In May, Massachusetts historian Joe Manning let us know that he'd made contact with Stillman's son. Joe, who has spent the last several months tracking down the tales of the kids Hine met in Dallas, said he would provide more details shortly. Four months later, what he eventually discovered is nothing less than astounding: Joe directs our attention this morning to detailed tales about the lives of both men as recounted by their relatives -- Odell's stepson and great-niece, and Sam's son. Joe found out how both arrived in Dallas, how they came to share that street corner and what happened to them afterward; there are even pictures of both as grown men, and a photo of Odell's parents, John and Stella.

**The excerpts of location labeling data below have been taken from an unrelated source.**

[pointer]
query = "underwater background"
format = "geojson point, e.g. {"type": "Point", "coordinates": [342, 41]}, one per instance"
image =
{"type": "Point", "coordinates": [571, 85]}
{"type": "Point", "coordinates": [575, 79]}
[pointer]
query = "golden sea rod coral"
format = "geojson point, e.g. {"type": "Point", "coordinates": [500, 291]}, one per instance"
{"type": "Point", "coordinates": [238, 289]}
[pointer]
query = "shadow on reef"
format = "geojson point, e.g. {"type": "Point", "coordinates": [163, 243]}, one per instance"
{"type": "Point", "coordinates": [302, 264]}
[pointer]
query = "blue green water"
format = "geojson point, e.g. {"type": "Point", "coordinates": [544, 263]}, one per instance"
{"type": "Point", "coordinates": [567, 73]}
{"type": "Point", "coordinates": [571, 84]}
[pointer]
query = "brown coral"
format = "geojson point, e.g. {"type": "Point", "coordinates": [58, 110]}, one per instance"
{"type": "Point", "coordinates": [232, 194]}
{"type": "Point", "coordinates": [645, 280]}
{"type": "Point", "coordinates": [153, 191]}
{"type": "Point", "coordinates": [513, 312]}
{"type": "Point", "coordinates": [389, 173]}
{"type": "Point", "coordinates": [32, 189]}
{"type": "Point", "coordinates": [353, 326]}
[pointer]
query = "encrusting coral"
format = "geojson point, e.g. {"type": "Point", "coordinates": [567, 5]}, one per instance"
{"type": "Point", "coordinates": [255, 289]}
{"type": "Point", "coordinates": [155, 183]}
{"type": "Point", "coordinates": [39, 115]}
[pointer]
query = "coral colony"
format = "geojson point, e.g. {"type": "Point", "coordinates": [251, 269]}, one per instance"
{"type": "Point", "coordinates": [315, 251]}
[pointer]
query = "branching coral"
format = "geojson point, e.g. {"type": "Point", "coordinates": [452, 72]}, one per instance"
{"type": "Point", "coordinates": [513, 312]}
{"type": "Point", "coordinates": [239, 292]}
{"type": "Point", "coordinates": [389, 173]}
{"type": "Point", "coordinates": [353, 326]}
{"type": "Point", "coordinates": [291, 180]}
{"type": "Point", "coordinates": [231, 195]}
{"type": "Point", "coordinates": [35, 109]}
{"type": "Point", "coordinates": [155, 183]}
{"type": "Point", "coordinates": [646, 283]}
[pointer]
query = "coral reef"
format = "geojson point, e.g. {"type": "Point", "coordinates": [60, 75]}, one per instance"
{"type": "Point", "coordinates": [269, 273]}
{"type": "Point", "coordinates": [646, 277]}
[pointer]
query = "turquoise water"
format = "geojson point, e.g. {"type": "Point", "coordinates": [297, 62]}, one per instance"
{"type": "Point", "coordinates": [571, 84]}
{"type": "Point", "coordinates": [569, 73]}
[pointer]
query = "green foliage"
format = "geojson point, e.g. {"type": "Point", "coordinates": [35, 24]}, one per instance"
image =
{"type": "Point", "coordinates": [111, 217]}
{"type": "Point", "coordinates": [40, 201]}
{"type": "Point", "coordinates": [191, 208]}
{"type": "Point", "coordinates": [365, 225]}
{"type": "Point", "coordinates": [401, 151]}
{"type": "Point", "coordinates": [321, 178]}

As Joe writes by way of introduction:
These two boys were probably standing in a busy downtown section of Dallas, where many of those that walked by relied on reading the newspaper every day, and had ready change in their pockets. Note the three well-dressed people who have just passed. The lady on the left is looking back, well aware of the camera. From what little Hine tells us in the caption, he must have asked the boys how old they were. Apparently, they said nothing else of significance. He would not have known any of what I know now.The most amazing thing? Joe's not finished yet. He wrote me, at 5:14 this morning: "That makes two stories of photos left to go, of the ones I chose to research. For those, I still have one more interview to conduct, and two more interviews to transcribe." Heroic. Absolutely heroic.
Odell had lost his father 18 months earlier (April 1, 1912), when the family was living on a farm in Fannin County, Texas, near the Oklahoma border. His father's ancestors, probably Irish, had settled in North Carolina in the early 1800s. For reasons unknown, Odell, his widowed mother, and his two sisters moved to Dallas.
In stark contrast, Sam's father, a Jew, had fled Russia in 1907, gone to Bremen, Germany, and then sailed on a boat called the Chemnitz. He landed in Galveston on August 24, 1907, and settled in Dallas. Almost three years later, Sam, his mother, and his five siblings also came through Bremen, and sailed on the Hannover, which landed in Galveston on April 28, 1910.
Standing together on a Dallas street on an autumn day in 1913, would the two boys have comprehended the significance of the entirely different routes they had taken to get there, and the opportunity that America had given them to share that brief moment, despite their differences? Their lives were destined to take different routes once again, though ... each of those routes were to travel through the world of baseball, the most American of games.